In Western Herbalism taste is broken into 5 categories, and each category is indicative of certain actions. This protocol enables us to determine how an herb will be useful in balancing body systems. Here are the 5 taste groups; pungent, bitter, salty, sour, sweet. Learning to recognize taste patterns is fundamental in the identification and understanding of herbal energetics. If you’re like me, and walk down the trail gazing at plant life, learning taste can be the first direct understanding of a plants values. Keeping it simple, let’s discuss the general actions of the 5 taste groups for a broader understanding of herbalism.

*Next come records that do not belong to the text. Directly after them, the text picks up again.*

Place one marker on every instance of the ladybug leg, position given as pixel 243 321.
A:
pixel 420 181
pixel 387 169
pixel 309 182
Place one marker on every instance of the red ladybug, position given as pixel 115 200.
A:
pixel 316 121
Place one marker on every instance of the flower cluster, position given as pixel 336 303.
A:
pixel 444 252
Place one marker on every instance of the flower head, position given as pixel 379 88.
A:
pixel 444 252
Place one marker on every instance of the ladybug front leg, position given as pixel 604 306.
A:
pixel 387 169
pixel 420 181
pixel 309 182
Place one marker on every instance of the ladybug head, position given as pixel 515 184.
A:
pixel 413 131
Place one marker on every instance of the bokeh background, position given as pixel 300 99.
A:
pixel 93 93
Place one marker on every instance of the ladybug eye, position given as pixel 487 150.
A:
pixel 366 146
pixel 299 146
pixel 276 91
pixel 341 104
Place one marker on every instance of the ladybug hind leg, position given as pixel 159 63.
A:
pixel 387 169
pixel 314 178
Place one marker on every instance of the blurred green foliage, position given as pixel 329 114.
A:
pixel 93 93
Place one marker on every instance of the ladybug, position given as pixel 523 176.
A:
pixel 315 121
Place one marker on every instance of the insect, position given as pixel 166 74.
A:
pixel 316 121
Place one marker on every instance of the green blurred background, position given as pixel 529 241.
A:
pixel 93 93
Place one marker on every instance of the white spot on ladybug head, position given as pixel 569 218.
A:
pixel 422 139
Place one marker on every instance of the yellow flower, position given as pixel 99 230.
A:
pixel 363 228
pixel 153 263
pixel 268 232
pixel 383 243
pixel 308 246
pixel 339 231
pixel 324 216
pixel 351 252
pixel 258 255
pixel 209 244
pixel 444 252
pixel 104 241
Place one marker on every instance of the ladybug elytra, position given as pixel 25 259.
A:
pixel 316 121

PUNGENT; these herbs are commonly used for digestion. They are high in volatile oils and are stimulating, tending to be warming and drying. Many culinary herbs are pungent such as rosemary, fennel, thyme, oregano, basil, mint, cinnamon. Culinary herbs are carminative herbs, hence culinary herbs are pungent, they help digestive upsets of all kinds.
BITTER; these herbs are eliminating, helping to rid the body of toxins. They are cooling and drying, and are commonly used for digestive stimulation, eliminating parasites, cooling fever, promoting liver and gall bladder functions, and balancing blood sugar. Bitter herbs are alterative herbs which promote overall health by improving the bodies ability to process metabolic wastes. Some of our most traditional bitter herbs are dandelion, burdock, yarrow, Oregon grape, and goldenseal.
SALTY; salty herbs are nourishing herbs. These herbs offer the body high contents of vitamins and minerals. Seaweeds are all in this group, as well as herbs such as nettle, chickweed, oatstraw, alfalfa, red clover. Salty herbs can be eaten as food and can be utilized to bolster the bodies general health.
SOUR; sour tasting herbs are astringent. They have a toning effect on tissue. Generally fruits and berries are considered sour because of their effects on the body. Sour herbs stabilize and bind, and tend to be cooling. These herbs are traditionally used for pro-lapsed tissues, leaky tissues, and overly relaxed tissues. Examples would be ulcers, hemorrhoids, swollen sore throats, hay fever, diarrhea.
SWEET; this wonderful taste indicates nourishing and soothing. Sweet herbs such as marshmallow, licorice, slippery elm, aloe Vera, are high in food values and soothing to body tissues. They are commonly used for building, strengthening, moistening and healing. These herbs soothe inflammation and dryness, and modulate the immune system, and are particularly useful for those who get sick often.
Begin by simply tasting your culinary herbs to discern tastes and understand actions. Then get out in the wild places and practice tasting and understanding. LEARNING HERBS offers a beautiful online immersion program called THE TASTE OF HERBS if you’re interested in furthering your studies. Learning to match herbal actions to a person is the fundamental key of herbalism.